November 15, 1996
KSC Contact: Patti Phelps
KSC Release No. 137-96-3

DR. PEDRO MEDELIUS HONORED BY NASA ASTRONAUTS

Dr. Pedro Medelius, an electrical engineer at Kennedy Space Center and a graduate of the University of Florida, Gainesville, FL, recently was presented with NASA's prestigious Silver Snoopy Award for service to the Space Shuttle astronauts.

A native of Lima, Peru, Dr. Medelius graduated in 1972 from Nuestra Senora del Carmen in Miraflores, Peru. He earned three degrees in electrical engineering. He received a bachelorís degree in 1980 from the Universidad Nacional de Ingenieria in Peru, and a masterís degree in 1987 and a doctorate in 1992, both from the University of Florida. He is the son of Pedro and Yole Medelius of Miraflores, Peru.

Dr. Medelius and his wife, the former Martha Jane Rapp, have a 2-year-old daughter. They live in Merritt Island, FL.

Astronaut Pamela A. Melroy presented the award on Oct. 24 at KSC to Dr. Medelius, principal investigator of the Data Acquisition Laboratory. He is employed by engineering support contractor, I-NET Inc. He joined the space center in 1991.

Dr.

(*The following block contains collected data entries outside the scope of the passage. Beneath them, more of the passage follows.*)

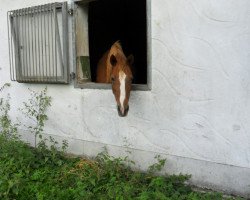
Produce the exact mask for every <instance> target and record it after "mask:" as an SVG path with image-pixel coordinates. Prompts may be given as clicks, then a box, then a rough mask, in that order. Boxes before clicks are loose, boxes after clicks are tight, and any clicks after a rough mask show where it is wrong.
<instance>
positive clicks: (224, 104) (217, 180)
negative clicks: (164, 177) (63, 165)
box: [0, 0, 250, 197]
mask: <svg viewBox="0 0 250 200" xmlns="http://www.w3.org/2000/svg"><path fill="white" fill-rule="evenodd" d="M47 2H52V0H46V1H43V2H39V1H35V0H22V1H21V0H12V1H9V0H0V5H1V6H0V24H1V28H0V44H1V45H0V69H1V70H0V85H2V84H3V83H5V82H10V80H9V59H8V35H7V22H6V12H7V11H8V10H12V9H16V8H22V7H27V6H34V5H37V4H41V3H47ZM151 4H152V5H151V12H152V13H151V24H152V90H151V91H136V92H135V91H134V92H132V94H131V98H130V111H129V114H128V116H127V117H126V118H120V117H118V115H117V111H116V106H115V100H114V97H113V95H112V92H111V91H110V90H90V89H84V90H81V89H75V88H74V87H73V83H71V84H70V85H48V92H49V95H50V96H52V98H53V102H52V107H51V108H50V111H49V121H48V123H47V124H46V133H48V134H53V135H56V136H58V137H57V138H58V139H60V138H66V139H68V141H69V142H70V146H69V151H71V152H74V153H78V154H87V155H95V154H96V153H97V152H98V151H100V150H101V147H103V146H105V145H107V147H108V148H109V150H110V152H111V154H114V155H123V154H124V151H123V150H126V149H127V148H128V147H129V148H130V150H131V151H132V154H131V155H130V156H131V158H133V159H134V160H135V161H137V162H138V163H139V164H140V167H141V168H142V169H145V168H146V167H147V165H148V164H149V163H152V162H154V160H153V156H154V155H155V154H161V155H162V156H163V157H167V159H168V165H167V167H166V169H165V170H166V171H167V172H171V173H179V172H182V173H191V174H193V178H192V182H193V183H194V184H199V185H200V186H207V187H210V188H216V189H224V190H226V191H227V192H234V193H238V194H243V195H245V196H248V197H250V185H249V183H250V131H249V130H250V11H249V10H250V1H249V0H237V1H235V0H221V1H217V0H176V1H171V0H157V1H152V3H151ZM70 30H71V29H70ZM70 56H71V55H70ZM71 60H72V59H71ZM71 63H72V62H71ZM71 68H72V66H71ZM71 71H72V70H71ZM44 86H45V85H42V84H41V85H32V84H19V83H14V82H13V83H12V87H11V88H10V89H9V92H10V94H11V97H12V106H13V107H14V108H13V111H12V114H13V116H14V115H15V114H16V111H15V108H18V107H20V106H21V104H22V101H24V100H25V99H27V98H28V94H29V91H28V90H27V88H28V87H29V88H32V89H34V90H39V89H41V88H44ZM21 120H22V119H21ZM30 140H32V139H30ZM121 147H122V148H121Z"/></svg>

Medelius was commended for his highly imaginative engineering and outstanding leadership in the development of the Universal Signal Conditioning Amplifier, the PCR Magnetic Field Sensor, and the Pad Personnel Location System.

"These important new technologies will improve Shuttle safety, reduce operating costs, and have a significant impact in the commercial marketplace," astronaut Melroy told him. "Without your extraordinary ability to design and to integrate these complex systems and meet the demanding needs of the evolving Space Shuttle program, the reputation and impact of the Data Acquisition Laboratory would be far less than it is less today."

Snoopy, of the comic strip "Peanuts," has been the unofficial mascot of NASA's astronaut corps since the earliest days of human space flight. The Silver Snoopy Award was created by the astronauts to honor persons who contribute most to the safety and success of human space flight.

The award is presented to no more than 1 percent of the space center's work force each year. Recipients are given a silver pin depicting the famous beagle wearing a space suit. All the pins have flown on a previous Space Shuttle mission. The awardees also receive a framed certificate and a congratulatory letter signed by the presenting astronaut.